Trial initiation followed successful completion of the Clinical Trial Notification (CTN) regulatory process in Australia. The objectives of the study are to characterize the safety profile of ARC-520, determine maximum tolerated dose, and evaluate pharmacokinetics in healthy volunteers. ARC-520 is the first candidate to use Arrowhead’s proprietary Dynamic Polyconjugate (DPC) delivery platform and includes two distinct siRNA sequences that have pan-genotypic coverage for 99.6% HBV GenBank sequences.
The Phase 1 trial is a single-center, randomized, double-blind, placebo-controlled, single dose-escalation, first-in-human study of ARC-520 administered intravenously to healthy adult volunteers and is being conducted in Melbourne, Australia. Each dose cohort includes 6 subjects randomized at ratio of 1:2 (placebo:active) to receive a single intravenous injection of either placebo or ARC-520. Arrowhead expects to complete this Phase 1 trial in the fourth quarter of 2013 and begin a Phase 2a trial in chronic HBV patients in 2014.

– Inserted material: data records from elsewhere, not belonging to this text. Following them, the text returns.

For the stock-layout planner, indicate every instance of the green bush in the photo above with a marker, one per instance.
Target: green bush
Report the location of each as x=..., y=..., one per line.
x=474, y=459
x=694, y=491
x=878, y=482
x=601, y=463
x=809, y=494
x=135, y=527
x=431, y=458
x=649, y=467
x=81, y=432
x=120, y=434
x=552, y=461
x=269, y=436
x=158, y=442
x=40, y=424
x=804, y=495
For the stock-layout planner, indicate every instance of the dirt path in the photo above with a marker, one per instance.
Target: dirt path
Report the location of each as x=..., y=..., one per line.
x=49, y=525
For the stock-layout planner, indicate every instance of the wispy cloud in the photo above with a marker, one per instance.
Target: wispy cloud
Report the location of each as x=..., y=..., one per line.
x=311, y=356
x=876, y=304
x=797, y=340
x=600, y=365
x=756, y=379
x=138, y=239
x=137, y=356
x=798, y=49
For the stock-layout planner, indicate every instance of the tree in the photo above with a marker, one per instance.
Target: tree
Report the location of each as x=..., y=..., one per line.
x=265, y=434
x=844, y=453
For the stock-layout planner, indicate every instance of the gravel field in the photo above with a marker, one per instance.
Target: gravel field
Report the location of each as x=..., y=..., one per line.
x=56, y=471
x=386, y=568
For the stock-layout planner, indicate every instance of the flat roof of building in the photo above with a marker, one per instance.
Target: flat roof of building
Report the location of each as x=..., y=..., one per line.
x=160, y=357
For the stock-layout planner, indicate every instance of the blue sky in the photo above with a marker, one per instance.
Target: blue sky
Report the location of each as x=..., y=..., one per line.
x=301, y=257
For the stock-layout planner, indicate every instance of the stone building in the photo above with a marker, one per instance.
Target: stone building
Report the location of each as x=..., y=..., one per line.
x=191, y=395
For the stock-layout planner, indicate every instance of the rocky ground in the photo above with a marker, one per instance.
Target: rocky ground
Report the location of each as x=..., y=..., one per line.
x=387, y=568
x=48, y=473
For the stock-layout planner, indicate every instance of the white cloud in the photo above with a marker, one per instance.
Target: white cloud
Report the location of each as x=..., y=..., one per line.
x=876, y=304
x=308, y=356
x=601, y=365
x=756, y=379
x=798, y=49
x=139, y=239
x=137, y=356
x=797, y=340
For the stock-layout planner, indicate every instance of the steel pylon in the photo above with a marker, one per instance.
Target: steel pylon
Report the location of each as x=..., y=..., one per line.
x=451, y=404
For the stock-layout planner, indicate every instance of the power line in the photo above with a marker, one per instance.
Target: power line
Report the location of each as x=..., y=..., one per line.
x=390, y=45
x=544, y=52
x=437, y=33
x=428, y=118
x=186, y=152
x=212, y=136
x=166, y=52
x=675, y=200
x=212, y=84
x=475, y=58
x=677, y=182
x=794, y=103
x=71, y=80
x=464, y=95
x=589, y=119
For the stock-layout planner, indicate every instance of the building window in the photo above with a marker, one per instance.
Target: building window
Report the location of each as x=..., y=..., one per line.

“This Phase 1 study will establish a safety profile for ARC-520 as well as provide the first human data for our DPC delivery platform. This is an important step forward as we seek to advance ARC-520 into HBV patients and build additional RNAi therapeutics based on what we believe is the most potent delivery system in the industry,” said Dr. Christopher Anzalone, President and Chief Executive Officer.
Hepatitis B is the world’s most common serious liver infection. It is estimated that 350 million people worldwide are chronically infected with HBV, representing approximately 1 in 20 people on the planet. No currently available treatment methods can reliably achieve meaningful cure rates. ARC-520 is designed to reduce the production of new viral particles and viral proteins. Many experts believe that reducing key viral proteins can revive patients’ adaptive immune response and potentially lead to a functional cure of chronic HBV infection with a finite treatment regimen. Arrowhead previously presented data generated in rodent models and in a chimpanzee chronically infected with HBV, showing that ARC-520 induces rapid, deep, and durable knockdown of both circulating HBV DNA and key viral proteins, including hepatitis B s-antigen, e-antigen, and the core protein that forms the capsid.